What are the responsibilities and job description for the Platform System Engineer position at Krutrim?
Job Title: AI Cloud Platform System Engineer
Location: US-San Francisco Bay Area
Position Type: Full-Time
Job Summary
We seek an AI Cloud Platform System Engineer to build, scale and optimize LLM training/inference/Data Platform. This role spans distributed training systems, GPU/CPU compute optimization, inference frameworks optimization and data platform for training/inferencing.
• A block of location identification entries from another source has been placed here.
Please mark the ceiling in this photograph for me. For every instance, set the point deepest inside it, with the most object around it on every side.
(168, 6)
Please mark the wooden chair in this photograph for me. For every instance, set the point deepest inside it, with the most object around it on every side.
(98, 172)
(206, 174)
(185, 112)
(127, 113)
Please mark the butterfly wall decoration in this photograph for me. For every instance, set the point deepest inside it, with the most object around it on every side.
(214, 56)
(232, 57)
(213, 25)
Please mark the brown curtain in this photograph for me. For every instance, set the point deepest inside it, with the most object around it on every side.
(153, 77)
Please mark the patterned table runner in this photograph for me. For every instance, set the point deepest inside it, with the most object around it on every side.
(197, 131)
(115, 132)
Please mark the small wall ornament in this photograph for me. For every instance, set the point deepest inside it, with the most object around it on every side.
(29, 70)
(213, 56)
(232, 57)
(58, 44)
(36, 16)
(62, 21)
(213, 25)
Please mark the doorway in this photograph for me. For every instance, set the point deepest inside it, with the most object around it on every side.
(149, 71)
You will ensure a resilient, cost-efficient platform for both training and production inference workloads, leveraging Kubernetes-native solutions.
Key Responsibilities
Distributed Training/Inference Platform Development
- Design and maintain scalable platforms for distributed AI/ML training and serverless inference.
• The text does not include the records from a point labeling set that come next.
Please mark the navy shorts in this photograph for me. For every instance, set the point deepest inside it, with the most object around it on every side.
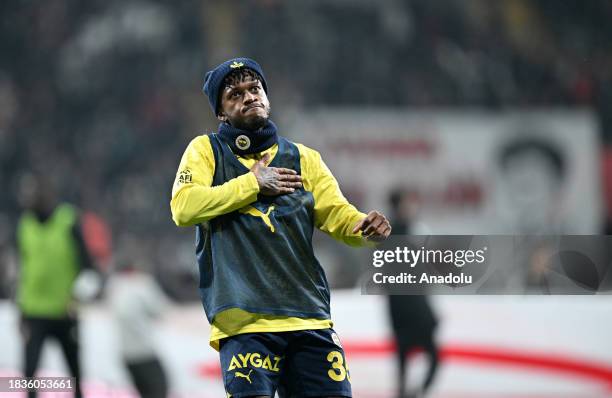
(305, 363)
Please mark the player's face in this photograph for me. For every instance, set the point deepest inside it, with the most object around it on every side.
(245, 105)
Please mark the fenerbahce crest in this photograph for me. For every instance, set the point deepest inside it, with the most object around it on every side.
(242, 142)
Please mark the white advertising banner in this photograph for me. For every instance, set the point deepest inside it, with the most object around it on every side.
(474, 172)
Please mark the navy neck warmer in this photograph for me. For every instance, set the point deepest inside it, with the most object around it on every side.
(244, 142)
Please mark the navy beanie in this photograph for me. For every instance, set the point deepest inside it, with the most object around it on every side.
(213, 79)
- Optimize workload distribution across GPU clusters (e.g., model parallelism, mixed-precision training) for performance and cost.
- Integrate frameworks like PyTorch, DeepSpeed, Triton, vLLM, and NVIDIA NeMo.
- Collaborate with AI researchers to optimize model architectures for training/inference latency and throughput.
Platform & System Optimization
- Compute: Profile and debug bottlenecks using tools like PyTorch Profiler and NVIDIA Nsight.
- Storage/Caching: Build high-throughput data pipelines using S3, PVC, or distributed streaming (e.g., Kafka).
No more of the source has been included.